First, go to “Slides” in the toolbar and switch to “Global Layers”. Next, go down to the timeline editor and delete the following groups and layers:
- Logo group
- Menu-Button group
- Menu group
- Scroll layer
- Social-Media group
You can select them all at once by holding down the “CTRL” or “command” button on your keyboard:
Note: You won’t be able to delete the Menu group until you click the crossed-out eyeball icon next to it.
There should be three layers that remain. You can leave the Cursor alone. The other two — Hint Click and Middle Slogan — are text layers. Edit them the same way you did the text layers in the main slide:
When you’re done, save your changes.
The last component to deal with in this template is the navigation.
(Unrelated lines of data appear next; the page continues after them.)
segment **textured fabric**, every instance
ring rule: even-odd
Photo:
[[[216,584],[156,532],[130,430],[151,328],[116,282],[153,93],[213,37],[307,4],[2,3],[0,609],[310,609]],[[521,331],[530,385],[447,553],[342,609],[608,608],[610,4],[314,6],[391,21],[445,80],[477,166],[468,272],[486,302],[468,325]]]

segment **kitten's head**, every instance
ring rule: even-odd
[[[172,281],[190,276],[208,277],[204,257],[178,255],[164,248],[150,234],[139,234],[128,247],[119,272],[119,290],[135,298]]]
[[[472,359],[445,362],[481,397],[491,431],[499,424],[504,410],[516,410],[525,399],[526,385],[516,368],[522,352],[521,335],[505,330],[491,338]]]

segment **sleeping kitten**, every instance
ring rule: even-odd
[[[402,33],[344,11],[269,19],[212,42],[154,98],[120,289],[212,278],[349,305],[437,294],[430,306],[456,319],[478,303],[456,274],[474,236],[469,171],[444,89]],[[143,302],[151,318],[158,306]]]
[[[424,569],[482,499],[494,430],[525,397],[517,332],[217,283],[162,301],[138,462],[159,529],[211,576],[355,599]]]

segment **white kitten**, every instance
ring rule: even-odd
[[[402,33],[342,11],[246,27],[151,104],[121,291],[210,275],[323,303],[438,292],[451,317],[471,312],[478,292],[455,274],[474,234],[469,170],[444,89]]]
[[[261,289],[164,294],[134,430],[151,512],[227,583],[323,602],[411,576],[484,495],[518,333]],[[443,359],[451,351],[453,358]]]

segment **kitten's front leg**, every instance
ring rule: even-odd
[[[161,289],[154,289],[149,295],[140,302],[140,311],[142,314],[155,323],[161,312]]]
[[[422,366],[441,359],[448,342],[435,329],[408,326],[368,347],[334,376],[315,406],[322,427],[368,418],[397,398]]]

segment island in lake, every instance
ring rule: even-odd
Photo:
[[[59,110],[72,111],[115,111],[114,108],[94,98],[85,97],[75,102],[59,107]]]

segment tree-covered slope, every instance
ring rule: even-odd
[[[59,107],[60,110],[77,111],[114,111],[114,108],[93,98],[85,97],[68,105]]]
Because we’ve turned this into a single interactive hero image, we don’t need any navigational controls.
To remove the navigation from the left side of the module, open up your slide once again. Then, go to “Navigation Options”:
There are two settings to deactivate. The first is Bullets. The other is Touch.
When you’re finished, save your changes and preview your design once more to make sure you customized everything in the template that you needed to.
As more people become mindful of what they eat, they want greater visibility into what they’re putting into their bodies. You can always include a traditional nutrition box on your product pages to provide them with this information. That’ll be useful for breaking down details about the vitamin and nutritional composition of each food or beverage item.
In addition, if you want to really impress your visitors, display ingredient and nutrition info in an interactive way. The Yummy Burgers template by Slider Revolution offers you a fast and simple way of creating such a fun, visual, and educational surprise.